Tuesday, March 17, 2009
Well, the first job is to clean up the inside seams. When the panels were initially wired together, the builder also tabbed the panels every 16 inches with thickened epoxy. I am now grinding these tabs down smoother so I can lay a nice continuous epoxy fillet the length of the seam. I had just started sanding with a regular sander with 80 grit and I could see it would take a long time. Fortunately, my neighbor Dave came by and suggested using my belt sander. I figured I'd give it a try and found it to be much more efficient. I just have to be real careful I don't hit the wood. After many hours, I am nearly finished (just have to clean up the bow section a bit). Nearly everything is nice and smooth and will soon be ready for the epoxy fillets and then glass tape. In all my zeal, I decided to forego my tyvek coveralls during sanding and am now very itchy from head to toe. Despite the itchiness, I must say it's very cool to be working "inside" the boat.
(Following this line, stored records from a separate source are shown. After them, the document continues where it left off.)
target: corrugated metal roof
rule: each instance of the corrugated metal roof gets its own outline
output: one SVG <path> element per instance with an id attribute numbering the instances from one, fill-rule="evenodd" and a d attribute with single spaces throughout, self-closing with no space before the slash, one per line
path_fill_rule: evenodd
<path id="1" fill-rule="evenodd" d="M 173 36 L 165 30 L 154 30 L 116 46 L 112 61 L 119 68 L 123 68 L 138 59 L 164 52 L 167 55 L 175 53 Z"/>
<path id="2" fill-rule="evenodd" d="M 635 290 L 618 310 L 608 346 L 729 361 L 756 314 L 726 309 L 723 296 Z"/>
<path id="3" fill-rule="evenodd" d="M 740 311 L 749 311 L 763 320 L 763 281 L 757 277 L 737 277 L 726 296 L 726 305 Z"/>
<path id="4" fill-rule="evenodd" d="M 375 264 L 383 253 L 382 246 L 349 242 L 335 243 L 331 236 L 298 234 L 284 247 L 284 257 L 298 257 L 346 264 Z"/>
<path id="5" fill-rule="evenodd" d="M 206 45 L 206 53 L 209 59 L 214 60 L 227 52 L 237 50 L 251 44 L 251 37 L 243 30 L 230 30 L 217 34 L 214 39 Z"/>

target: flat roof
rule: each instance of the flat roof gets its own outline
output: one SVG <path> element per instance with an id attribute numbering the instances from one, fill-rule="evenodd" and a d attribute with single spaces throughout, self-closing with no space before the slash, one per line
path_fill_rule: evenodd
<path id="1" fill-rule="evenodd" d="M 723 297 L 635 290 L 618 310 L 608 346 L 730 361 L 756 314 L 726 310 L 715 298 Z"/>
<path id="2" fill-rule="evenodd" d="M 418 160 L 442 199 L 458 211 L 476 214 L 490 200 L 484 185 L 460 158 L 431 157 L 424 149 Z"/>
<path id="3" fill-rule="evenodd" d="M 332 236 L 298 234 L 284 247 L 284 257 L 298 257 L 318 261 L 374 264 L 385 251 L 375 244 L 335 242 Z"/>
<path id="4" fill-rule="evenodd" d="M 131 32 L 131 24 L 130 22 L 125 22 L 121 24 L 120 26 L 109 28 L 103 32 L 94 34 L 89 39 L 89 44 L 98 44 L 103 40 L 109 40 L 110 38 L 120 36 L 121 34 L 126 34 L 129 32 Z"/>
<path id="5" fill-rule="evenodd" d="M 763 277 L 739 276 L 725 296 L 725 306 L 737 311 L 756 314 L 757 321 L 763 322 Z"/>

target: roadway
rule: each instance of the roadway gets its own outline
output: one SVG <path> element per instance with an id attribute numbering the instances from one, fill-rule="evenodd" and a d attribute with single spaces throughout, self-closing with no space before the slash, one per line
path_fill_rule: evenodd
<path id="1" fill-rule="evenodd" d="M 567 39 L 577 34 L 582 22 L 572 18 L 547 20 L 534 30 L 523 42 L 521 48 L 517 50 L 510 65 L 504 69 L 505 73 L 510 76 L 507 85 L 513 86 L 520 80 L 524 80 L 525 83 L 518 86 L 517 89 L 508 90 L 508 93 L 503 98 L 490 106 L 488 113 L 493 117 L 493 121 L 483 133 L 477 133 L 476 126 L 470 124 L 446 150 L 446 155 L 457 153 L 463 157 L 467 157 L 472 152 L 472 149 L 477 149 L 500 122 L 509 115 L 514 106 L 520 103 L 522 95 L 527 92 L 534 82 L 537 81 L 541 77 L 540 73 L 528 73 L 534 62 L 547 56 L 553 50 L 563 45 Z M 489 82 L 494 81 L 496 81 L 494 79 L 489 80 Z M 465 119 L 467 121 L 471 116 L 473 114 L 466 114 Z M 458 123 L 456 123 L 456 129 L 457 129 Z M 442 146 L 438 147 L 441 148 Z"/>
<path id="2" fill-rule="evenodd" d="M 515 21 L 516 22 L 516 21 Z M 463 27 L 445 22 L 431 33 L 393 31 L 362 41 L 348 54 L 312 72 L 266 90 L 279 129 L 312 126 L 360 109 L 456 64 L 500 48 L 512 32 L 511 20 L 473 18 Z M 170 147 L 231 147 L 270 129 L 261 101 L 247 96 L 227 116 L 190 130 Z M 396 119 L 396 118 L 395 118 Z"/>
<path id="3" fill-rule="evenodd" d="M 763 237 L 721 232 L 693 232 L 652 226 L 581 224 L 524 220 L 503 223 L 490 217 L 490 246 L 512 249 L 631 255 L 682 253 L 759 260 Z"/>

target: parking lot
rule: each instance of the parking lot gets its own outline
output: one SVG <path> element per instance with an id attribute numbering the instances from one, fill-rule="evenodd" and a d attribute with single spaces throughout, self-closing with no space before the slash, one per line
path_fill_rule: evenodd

Well, we got it rolled over. The morning was quite windy and even a bit snowy. David wasn't able to make it because of all the snow down south so we were going to bag the whole operation. But then the sun came out and since my dad and brother were already down here, plus neighbor Dave and bowguy Luke were able to help, we decided to go for it. I was glad I put casters on the strongback. We just wheeled the whole thing out of the shop and parked next to the field. Then we added some bracing to the hull so it wouldn't flex as we manuevered it. We were able to lift it off the male frames and set it down in the grass. Next, we slowly rolled it over. As we were half way through the roll there was a loud crack--turns out it was just one of the braces shifting (that sure got my attention!) After getting it rolled over, we removed the male forms from the strongback and replaced them with the cradles. Then we set the boat in the cradles and rolled it back into the shop. Took less than an hour. The boat looks a whole lot bigger now that it is flipped right side up. Very cool. Thanks to all who helped and to David who wanted to be here!
Tuesday, March 10, 2009
As the roll over nears, I am having to give some thought as to how I'm going to build this thing. I have a hull but from here on out I'm heading off the map with this project. I don't think the original designer got much further than the hull so I hate to keep bugging him for info. So I've decided to just do the work myself using what I have to figure it out. I used a laser to project the designed water line. I then measured all dimensions at 1 foot stations. This data can be used to figure all kinds of fun stuff. Using my actual measurements, I was able to calculate the center of buoyancy and it was within 1.5 inches of where the designer predicted it should be. So this has given me confidence to press on. I'll continue my calcs and find the keel location, and mast location and that will help me figure locations for bulkheads, and stringers. I'll do some engineering calcs but will also look at similar projects to figure thickness schedules and such. I think I can probably do all this--after all, designing boats isn't an exact science and has some room for a designer's intuition. Otherwise all boats would be exactly the same..right? Besides, what could possibly go wrong??
Looks like we will be rolling the hull over this Sunday. David, who originally came up with the concept of this design and who initially started building the hull is planning on being here to help roll it over and check out my progress on his boat. I'm thinking it should go pretty easy. It still weighs almost nothing so I think with 4 guys we can lift it off of the strongback and carry it out into the field. We will then pull off the male forms and replace them with female cradles that I built today. The roll over will be done in the field. Then we will carry it back into the shop and set in in the cradles. We will then do any adjusting to make sure it is straight and level. After this we will sit back and admire the fine lines of this vessel as it sits in a proper boatlike position.